Tarn Gill Bridge saved?


Chantry Bridge 1970s

Tarn Gill Bridge (known locally as Chantry Bridge), Townhead, Ravenstonedale, has been saved from demolition – for the moment. Friends of Tarn Gill Bridge commissioned a survey, design and specification for repairs from a firm in Kendal, but this was not acceptable to Cumbria County Council Highways (who own the bridge) as they do not agree with the surveyor’s findings. Although the Council have reinstated the sum of £15,000 into their budget for the bridge, they are not prepared to use any of this to investigate the problems with its structure, which they are sure stem from the bridge support being eroded by water disappearing down a sinkhole upstream. The Friends are therefore exploring other sources of funding for investigation and repairs, including the Orton Fells Hidden Landscapes Project, an initiative to bid for Heritage Lottery Funding for projects in the area which became part of Yorkshire Dales National Park on 1st August 2016.

Yorkshire Dales National Park also have limited funds to repair structures in conservation areas, provided suitable traditional materials are used, and they recommended a contractor experienced in repairs to traditional bridges. CCC Highways have now agreed that the perceived problem with the settling of the upstream abutment may be investigated to see if the abutment is being undermined and if so, whether it can be stabilised. The Friends will have to pay for this and the necessary permission is being obtained. The Friends have also applied to Historic England to see if they will recommend that the bridge should be listed.

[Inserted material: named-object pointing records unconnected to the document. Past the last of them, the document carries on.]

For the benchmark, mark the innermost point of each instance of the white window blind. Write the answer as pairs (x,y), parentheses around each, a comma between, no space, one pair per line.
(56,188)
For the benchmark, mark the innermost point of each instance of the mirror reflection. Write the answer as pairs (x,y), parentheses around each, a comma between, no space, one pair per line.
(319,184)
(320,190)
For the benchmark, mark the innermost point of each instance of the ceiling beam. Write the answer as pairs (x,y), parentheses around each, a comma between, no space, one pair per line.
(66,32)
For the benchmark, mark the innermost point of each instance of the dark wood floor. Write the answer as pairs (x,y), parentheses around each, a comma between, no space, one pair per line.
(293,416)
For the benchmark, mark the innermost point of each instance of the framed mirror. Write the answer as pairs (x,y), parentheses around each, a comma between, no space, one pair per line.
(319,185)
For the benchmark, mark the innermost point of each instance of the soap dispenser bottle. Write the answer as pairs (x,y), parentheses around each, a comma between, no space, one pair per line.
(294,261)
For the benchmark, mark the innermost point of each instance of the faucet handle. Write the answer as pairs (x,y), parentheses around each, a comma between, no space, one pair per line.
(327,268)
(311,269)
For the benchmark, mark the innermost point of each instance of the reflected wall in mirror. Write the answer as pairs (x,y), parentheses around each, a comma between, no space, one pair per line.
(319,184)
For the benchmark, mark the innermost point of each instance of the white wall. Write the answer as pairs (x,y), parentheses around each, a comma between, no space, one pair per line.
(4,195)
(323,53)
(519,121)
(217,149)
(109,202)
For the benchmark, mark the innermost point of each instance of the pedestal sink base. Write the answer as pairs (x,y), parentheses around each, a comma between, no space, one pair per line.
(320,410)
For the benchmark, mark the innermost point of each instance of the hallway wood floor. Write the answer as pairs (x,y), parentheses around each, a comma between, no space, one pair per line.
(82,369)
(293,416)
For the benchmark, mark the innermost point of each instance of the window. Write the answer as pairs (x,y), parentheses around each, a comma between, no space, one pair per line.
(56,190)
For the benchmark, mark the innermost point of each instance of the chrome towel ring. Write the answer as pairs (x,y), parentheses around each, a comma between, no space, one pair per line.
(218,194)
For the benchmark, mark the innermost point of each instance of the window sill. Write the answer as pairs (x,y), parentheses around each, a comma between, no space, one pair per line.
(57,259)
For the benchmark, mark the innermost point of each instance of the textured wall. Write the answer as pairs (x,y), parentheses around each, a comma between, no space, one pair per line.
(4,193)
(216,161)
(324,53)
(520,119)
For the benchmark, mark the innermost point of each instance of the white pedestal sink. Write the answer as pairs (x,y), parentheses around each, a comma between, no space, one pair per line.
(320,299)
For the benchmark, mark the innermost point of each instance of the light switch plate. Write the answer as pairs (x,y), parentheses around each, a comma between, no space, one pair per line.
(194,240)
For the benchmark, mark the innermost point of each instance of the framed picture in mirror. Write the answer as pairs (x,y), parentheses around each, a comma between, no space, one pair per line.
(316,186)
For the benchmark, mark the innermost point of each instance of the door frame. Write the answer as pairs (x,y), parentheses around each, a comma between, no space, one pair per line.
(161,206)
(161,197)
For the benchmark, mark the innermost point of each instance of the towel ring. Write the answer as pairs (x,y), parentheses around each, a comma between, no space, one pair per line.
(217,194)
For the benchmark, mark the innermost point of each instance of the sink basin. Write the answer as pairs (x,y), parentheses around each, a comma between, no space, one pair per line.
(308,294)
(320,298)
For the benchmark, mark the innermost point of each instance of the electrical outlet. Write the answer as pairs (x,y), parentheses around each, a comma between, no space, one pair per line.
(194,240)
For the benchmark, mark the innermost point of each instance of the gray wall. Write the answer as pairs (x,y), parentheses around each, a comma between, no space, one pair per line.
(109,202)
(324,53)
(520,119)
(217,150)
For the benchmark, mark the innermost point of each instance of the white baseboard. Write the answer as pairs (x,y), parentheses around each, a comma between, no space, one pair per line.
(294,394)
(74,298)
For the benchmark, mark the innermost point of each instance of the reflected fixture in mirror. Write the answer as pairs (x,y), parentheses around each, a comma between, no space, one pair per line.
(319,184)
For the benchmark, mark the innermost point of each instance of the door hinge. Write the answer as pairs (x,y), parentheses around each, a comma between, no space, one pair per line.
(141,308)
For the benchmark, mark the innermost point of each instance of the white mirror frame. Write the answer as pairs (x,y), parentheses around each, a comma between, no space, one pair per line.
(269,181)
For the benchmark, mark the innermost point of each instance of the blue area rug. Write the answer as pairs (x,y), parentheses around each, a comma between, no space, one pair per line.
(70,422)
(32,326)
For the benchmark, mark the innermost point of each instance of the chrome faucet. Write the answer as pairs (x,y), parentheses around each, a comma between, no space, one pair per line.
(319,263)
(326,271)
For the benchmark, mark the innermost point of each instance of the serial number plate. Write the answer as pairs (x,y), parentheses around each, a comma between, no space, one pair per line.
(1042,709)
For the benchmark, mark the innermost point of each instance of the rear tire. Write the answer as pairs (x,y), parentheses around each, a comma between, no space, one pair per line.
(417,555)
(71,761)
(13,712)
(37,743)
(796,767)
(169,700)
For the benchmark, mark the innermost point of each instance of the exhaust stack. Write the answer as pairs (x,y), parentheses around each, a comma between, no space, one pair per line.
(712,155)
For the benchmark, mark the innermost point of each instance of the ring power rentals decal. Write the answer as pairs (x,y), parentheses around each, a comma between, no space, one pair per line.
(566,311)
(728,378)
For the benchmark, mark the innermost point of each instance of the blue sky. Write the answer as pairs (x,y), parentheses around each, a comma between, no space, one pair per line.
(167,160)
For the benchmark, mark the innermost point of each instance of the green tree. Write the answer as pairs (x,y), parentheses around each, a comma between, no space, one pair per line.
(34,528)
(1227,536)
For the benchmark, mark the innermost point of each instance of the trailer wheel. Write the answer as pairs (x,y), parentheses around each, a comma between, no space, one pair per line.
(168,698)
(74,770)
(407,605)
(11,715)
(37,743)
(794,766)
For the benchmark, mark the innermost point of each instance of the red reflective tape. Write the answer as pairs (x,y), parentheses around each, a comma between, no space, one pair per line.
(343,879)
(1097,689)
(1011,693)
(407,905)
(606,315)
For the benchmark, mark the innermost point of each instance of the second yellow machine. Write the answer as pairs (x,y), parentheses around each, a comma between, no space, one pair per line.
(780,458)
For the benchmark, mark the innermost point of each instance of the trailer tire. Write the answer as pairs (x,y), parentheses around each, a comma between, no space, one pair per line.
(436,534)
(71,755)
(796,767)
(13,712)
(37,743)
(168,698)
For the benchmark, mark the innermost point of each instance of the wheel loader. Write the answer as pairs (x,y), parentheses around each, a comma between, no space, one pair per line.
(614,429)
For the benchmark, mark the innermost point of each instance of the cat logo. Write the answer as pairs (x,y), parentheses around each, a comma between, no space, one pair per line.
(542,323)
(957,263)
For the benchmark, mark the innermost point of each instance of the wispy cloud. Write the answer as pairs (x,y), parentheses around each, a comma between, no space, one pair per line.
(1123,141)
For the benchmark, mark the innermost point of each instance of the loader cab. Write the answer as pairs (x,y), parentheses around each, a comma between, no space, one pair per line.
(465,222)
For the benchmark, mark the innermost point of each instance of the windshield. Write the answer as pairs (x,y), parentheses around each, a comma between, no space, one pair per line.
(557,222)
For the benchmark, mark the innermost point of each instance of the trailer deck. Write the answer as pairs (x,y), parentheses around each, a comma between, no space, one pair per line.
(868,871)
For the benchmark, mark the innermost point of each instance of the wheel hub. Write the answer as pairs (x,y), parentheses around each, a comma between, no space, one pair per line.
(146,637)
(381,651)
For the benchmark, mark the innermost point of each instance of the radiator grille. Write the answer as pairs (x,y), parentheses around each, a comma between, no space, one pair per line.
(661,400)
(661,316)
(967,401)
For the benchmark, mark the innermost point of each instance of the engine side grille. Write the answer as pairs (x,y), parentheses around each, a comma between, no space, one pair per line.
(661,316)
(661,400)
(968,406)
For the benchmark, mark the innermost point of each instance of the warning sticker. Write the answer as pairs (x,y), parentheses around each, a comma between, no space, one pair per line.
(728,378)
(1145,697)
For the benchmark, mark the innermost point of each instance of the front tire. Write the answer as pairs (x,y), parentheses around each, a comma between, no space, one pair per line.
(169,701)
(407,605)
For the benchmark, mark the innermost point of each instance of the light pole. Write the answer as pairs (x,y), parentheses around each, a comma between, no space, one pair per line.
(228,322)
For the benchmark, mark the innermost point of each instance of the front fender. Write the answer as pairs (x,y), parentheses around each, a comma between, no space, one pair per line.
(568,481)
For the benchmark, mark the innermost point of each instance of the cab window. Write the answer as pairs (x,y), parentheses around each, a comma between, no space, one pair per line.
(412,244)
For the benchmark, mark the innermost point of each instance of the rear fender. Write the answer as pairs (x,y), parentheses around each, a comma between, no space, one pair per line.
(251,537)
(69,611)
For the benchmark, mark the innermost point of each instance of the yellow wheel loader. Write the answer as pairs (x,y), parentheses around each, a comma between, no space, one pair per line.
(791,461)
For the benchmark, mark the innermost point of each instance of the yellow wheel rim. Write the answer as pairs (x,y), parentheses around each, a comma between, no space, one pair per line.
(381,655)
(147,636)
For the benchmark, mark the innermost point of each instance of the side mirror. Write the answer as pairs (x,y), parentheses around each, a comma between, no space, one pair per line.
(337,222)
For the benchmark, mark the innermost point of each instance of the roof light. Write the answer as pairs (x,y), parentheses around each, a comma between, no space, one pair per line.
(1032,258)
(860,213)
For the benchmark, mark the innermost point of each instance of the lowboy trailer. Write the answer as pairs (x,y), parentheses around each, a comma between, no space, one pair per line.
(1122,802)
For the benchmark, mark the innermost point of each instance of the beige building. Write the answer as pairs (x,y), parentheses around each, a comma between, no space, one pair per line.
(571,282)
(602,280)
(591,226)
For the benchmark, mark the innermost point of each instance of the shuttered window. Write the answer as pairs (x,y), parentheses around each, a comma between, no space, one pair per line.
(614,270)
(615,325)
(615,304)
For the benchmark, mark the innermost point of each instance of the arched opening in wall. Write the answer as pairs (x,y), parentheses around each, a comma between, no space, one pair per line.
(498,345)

Meanwhile, the History Group are trying to find out how old the bridge is. They are also trying to establish whether the bridge was known as Chantry Bridge before the nearby house called The Chantry was built. The earliest map showing a bridge on the site is Cary’s map of 1789 which later accompanied the edition of Camden’s Britannia (Richard Gough translation) published by John Nichols in 1798. It seems that the bridge would have been built to allow carts and heavily laden horses to cross Tarn Gill without having to go through the adjacent ford, which would have been impassable after heavy winter rain or snowmelt. Even the new “Irish Ford” was impassable to traffic on one morning during the December 2015 floods – but the bridge stood firm and pedestrians could use it! Our latest research has uncovered a former name for the bridge in use locally – Ford Bridge – which would have been used before The Chantry was built. The beck itself has also uncovered some cobbles under the bridge and just upstream, laid by hand at some point in the past, which we understand were probably placed there in an effort to streamline the flow of water when the beck is in spate.


  1. My mother (Margaret Law) ran the Kings Head during the late fifties and 1960’s. I can remember the bad floods of 1964/65 when the chantry bridge, arched at that time could not take the tremendous flood water consequently the water rose above the wall and totally flooded the Kings Head.

    • Hi Christopher – thank you very much for your comment. We think you may be referring to the old Coldbeck Bridge (before its alterations in 1967) as this is near the King’s Head. Chantry Bridge, also known as Tarn Gill Bridge, is at the other end of the village.

  2. I first visited the village in 1953 as a child, we were to stay at Banks Farm. The memories, I recall the excitement of our arrival, of this hump back bridge and the sharp left hand turn to drive up onto the fell. I’m so pleased that it is to be saved, it is a gem of Ravenstonedale.
    I am still a regular visitor to the area and I would like to hear progress of its restoration.

    • Hi Susan

      Thanks you for your comment. We’re always glad to hear people’s memories of Tarn Gill Bridge and we will pass your comments on to the Friends of Tarn Gill Bridge, a group dedicated to conserving the bridge if at all possible. Their latest news can be found on the Home page of this website.

  3. My late dad Edwin Akrigg came from Ravenstonedale. He was born there in 1918 and was the second youngest of 14 children. They lived on a farm, the name I forget, but I would like to visit sometime this year to see if any local parish records exist.